Liposomal cytarabine–daunorubicin qualifies as a life-extending treatment for people with a short life expectancy
3.13 The committee considered the advice about life-extending treatments for people with a short life expectancy in NICE's guide to the methods of technology appraisal. It noted that the median overall survival reported in Study 301 for the comparator group was 5.95 months. It also noted that the mean modelled survival was less than 24 months in the company's model. Therefore the short life expectancy criterion of less than 24 months was met. In Study 301, overall survival in the liposomal cytarabine–daunorubicin group was higher than in the standard cytarabine and daunorubicin group by a median of 3.61 months. The mean increase in overall survival predicted by the company's model was over 2 years (undiscounted life years). Even when the ERG's least optimistic estimate of overall survival after transplant for liposomal cytarabine–daunorubicin was modelled, the mean increase in overall survival predicted by the model was more than 3 months. Therefore liposomal cytarabine–daunorubicin met the criterion of extension to life of at least an additional 3 months. The committee concluded that liposomal cytarabine–daunorubicin met NICE's criteria for being considered a life-extending treatment at the end of life.

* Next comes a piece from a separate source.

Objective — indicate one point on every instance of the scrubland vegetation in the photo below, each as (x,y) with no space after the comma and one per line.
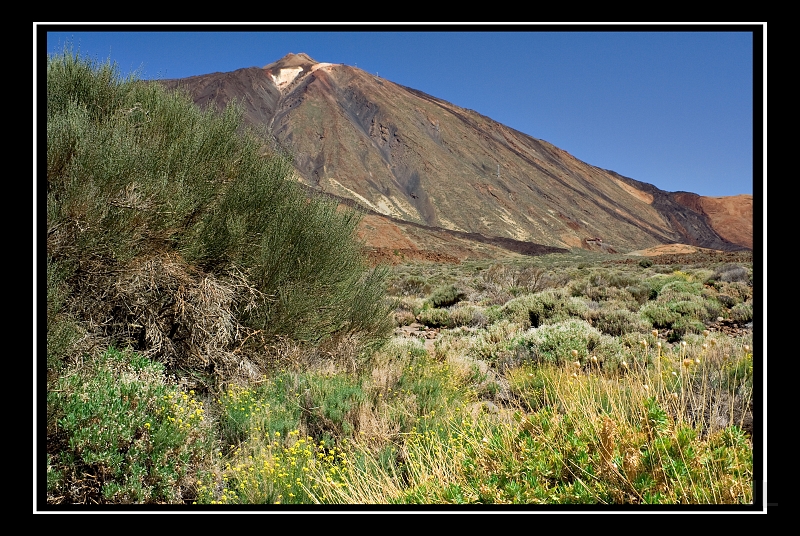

3.14 Stakeholders highlighted that liposomal cytarabine–daunorubicin was more likely to be used for younger people than for older people. Because the recommendation for liposomal cytarabine–daunorubicin is for the whole population covered by the marketing authorisation, the committee concluded that its recommendations do not have a different effect on people protected by the equality legislation than on the wider population. It concluded that there are no relevant equality issues.
3.15 The committee concluded that, with the discount agreed in the commercial arrangement, the ICERs were within the range that NICE usually considers an acceptable use of NHS resources for a life-extending treatment at the end of life. The committee recommended liposomal cytarabine–daunorubicin within its marketing authorisation for treating newly diagnosed, therapy-related acute myeloid leukaemia and acute myeloid leukaemia with myelodysplasia-related changes.